Monday, 17 February 2014

Drought in the US


California Drought Signals Dry Summer for Texas-to-Iowa Crops
The same weather pattern that helped to cause drought in California and South America this year may migrate east into the central U.S. during the Northern Hemisphere’s summer, a climate forecaster said.


17 February, 2013



A strong upper-atmosphere ridge anchored over Alaska and in the southeast South Pacific near Indonesia suggest that drought conditions from Texas to Iowa may intensify from June to August after a brief period of above-normal rain from May to early June, according to Scott Yuknis, the lead forecaster with Middleboro, Massachusetts-based Climate Impact Co.
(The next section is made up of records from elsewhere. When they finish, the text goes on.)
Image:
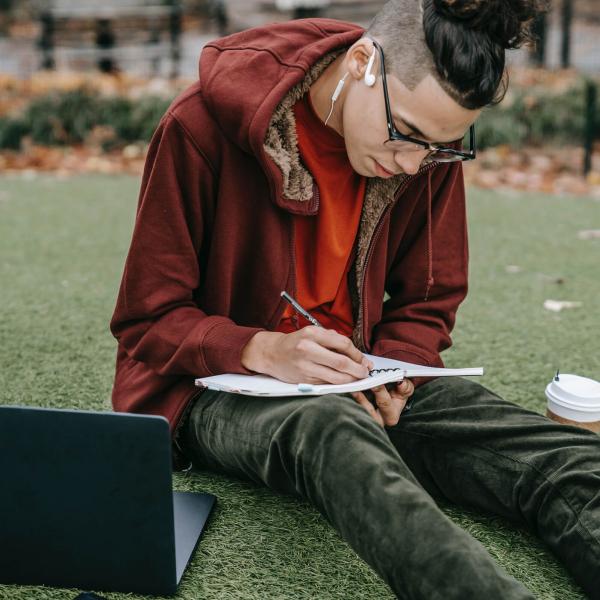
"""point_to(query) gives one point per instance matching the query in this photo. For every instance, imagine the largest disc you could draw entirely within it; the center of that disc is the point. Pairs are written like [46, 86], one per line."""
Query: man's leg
[467, 445]
[329, 451]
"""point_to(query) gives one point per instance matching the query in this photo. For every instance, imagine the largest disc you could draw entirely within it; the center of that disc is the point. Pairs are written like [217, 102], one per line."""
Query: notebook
[386, 370]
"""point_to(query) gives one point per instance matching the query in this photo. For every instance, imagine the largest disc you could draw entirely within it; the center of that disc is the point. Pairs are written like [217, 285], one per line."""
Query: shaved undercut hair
[461, 43]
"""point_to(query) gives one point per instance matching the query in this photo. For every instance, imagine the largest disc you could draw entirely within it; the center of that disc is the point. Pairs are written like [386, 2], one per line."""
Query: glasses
[404, 143]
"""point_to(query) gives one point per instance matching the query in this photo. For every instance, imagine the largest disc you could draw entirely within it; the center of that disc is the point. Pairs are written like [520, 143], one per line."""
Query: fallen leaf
[558, 305]
[589, 234]
[513, 269]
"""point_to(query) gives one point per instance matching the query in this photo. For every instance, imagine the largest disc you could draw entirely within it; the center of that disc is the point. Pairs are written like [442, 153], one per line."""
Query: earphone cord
[335, 96]
[330, 112]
There will be “beneficial late spring, early summer rains in the northern Great Plains,” Yuknis said in an e-mail. “Otherwise, central U.S. drought strengthens this summer. Spring rains will be too spotty to ease central U.S. drought.”

A clash between cold air in the northern U.S. and warm weather in the south may bring extreme weather, Yuknis said. Freezing temperatures in May will threaten wheat crops in the Great Plains, Yuknis said. June rain may help to boost soil moisture from North Dakota to Illinois, while hot weather in July and August will increase crop stress.

About 22 percent of the Great Plains was rated in moderate-to-extreme drought on Feb. 11, while 17 percent of the Midwest was rated in drought, data from the U.S. Drought Monitor show.

Cooler-than-normal water temperatures in the northern Pacific Ocean and warm waters across the northern Atlantic Ocean increase the risks for hot, dry weather from Texas to the Ohio River Valley this year, Yuknis said. The center of the excessive heat this year will be Oklahoma and spread over parts of Texas, Kansas, Missouri and Arkansas.